Jaguar Land Rover has announced that owners of Range Rover and Range Rover Sport vehicles manufactured since 2013 will have to visit car dealers and get their car’s software updated.
The update will fix a bug in the cars’ locking system, which occasionally resulted in car doors randomly unlocking and opening themselves (in one instance, when the car was moving).
The company has assured that no accidents or injuries happened because of the glitch.
The owners of over 65,000 vehicles will be notified directly about the need for updating the software, and the update will be performed free of charge by their nearest car dealers.

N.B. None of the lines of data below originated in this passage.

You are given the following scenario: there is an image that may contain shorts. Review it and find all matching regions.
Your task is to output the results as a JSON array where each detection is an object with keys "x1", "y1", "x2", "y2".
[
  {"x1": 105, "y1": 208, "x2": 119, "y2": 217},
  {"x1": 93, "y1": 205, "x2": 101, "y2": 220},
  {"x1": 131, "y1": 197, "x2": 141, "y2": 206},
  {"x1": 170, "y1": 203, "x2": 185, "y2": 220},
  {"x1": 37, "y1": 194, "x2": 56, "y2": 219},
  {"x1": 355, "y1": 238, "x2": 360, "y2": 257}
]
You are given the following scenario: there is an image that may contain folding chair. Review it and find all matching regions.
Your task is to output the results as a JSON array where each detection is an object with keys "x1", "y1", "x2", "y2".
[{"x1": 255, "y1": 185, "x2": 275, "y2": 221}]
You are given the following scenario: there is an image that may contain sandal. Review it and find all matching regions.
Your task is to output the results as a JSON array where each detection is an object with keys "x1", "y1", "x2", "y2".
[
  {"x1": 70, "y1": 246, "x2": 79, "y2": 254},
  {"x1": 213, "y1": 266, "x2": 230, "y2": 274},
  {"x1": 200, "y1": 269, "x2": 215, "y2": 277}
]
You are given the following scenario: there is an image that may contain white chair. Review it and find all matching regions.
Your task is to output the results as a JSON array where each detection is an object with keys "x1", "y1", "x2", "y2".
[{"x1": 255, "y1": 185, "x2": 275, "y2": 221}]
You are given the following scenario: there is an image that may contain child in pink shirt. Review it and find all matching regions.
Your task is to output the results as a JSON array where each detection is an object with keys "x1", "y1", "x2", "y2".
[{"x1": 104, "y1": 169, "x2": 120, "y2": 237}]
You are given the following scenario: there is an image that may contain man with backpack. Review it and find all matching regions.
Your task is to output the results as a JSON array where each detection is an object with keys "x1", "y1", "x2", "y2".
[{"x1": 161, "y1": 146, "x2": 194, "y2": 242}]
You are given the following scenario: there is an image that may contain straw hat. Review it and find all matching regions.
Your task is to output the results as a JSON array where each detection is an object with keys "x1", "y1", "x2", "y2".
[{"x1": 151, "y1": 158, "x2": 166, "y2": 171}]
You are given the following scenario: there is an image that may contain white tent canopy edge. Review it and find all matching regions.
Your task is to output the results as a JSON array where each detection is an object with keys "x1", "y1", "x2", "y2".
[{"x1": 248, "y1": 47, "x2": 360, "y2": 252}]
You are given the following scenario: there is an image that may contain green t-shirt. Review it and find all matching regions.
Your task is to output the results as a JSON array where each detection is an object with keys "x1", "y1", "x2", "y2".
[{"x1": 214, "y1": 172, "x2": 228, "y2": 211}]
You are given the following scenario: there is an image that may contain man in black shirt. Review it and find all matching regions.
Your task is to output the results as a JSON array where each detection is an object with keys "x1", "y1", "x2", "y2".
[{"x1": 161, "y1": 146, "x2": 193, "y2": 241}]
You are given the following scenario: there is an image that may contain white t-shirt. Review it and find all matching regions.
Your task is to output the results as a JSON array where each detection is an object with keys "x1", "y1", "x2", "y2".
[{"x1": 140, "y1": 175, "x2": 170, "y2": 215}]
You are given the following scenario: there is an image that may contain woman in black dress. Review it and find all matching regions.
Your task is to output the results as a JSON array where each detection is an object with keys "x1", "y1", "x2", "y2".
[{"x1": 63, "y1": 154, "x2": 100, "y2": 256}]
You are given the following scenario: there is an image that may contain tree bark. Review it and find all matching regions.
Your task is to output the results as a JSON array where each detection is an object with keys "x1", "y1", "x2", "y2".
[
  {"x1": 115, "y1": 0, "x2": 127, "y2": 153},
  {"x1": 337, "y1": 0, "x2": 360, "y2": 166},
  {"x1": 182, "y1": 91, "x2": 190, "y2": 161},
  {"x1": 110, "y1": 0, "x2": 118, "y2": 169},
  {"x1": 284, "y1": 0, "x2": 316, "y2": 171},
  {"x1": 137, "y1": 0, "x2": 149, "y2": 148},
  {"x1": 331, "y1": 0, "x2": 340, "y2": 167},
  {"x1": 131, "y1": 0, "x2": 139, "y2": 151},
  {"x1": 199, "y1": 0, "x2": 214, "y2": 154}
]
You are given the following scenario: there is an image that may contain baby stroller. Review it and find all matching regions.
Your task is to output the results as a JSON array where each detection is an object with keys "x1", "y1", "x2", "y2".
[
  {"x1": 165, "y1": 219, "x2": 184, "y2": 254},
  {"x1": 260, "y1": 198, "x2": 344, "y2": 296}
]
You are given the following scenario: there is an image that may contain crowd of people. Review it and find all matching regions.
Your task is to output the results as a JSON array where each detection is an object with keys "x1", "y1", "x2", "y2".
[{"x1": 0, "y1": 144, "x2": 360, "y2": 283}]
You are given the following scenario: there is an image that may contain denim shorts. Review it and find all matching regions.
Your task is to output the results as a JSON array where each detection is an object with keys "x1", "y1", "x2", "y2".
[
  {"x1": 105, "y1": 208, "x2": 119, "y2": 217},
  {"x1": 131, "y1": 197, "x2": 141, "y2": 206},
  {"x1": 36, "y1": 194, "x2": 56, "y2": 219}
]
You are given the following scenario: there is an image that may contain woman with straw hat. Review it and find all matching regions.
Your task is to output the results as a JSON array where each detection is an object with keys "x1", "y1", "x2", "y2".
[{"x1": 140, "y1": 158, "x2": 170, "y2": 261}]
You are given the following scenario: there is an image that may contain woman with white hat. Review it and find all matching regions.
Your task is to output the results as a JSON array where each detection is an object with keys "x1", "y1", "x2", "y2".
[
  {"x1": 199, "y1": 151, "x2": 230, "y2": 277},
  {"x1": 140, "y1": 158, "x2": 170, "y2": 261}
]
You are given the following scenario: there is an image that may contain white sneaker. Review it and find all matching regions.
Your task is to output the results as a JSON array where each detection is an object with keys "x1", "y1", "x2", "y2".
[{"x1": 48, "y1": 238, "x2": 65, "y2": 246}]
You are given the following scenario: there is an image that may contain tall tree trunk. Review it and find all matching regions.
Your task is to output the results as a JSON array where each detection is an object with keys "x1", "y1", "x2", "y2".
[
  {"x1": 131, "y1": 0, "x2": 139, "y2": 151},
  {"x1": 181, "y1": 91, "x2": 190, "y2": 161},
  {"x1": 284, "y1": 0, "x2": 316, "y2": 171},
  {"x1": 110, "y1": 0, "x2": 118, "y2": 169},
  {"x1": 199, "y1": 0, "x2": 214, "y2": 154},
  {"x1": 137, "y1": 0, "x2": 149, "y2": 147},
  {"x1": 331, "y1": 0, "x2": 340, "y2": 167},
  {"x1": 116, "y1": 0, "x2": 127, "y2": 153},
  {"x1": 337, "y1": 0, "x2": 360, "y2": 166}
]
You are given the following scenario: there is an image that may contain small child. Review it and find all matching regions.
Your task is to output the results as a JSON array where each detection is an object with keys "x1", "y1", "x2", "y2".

The update apparently will not solve the well-known vulnerabilities in the keyless ignition feature, which reportedly allow thieves to easily unlock the cars with the help of a hardware device that can be bought online, and then use it to re-program a blank key so that they could start the car.
According to the BBC, this is a problem that has been faced by many car manufacturers, and they are still working on a solution.
This is not the first time that a car manufacturer asked customers to contact dealers for a security update. In July, Ford has recalled over 430,000 cars in North America because of a bug that prevented the engine from shutting down even after the ignition key was put into the “off” position and removed.
As annoying as it might be for customers to have to visit a car dealer each time a software update for in-car computer systems is pushed out, over the air (Wi-Fi) updates could potentially be very dangerous.
Even though some manufacturers (e.g. Tesla) use this system, it’s generally believed that the industry is still far from creating a reliable system that can’t be hacked and abused, resulting in dangerous, rogue updates being pushed onto users.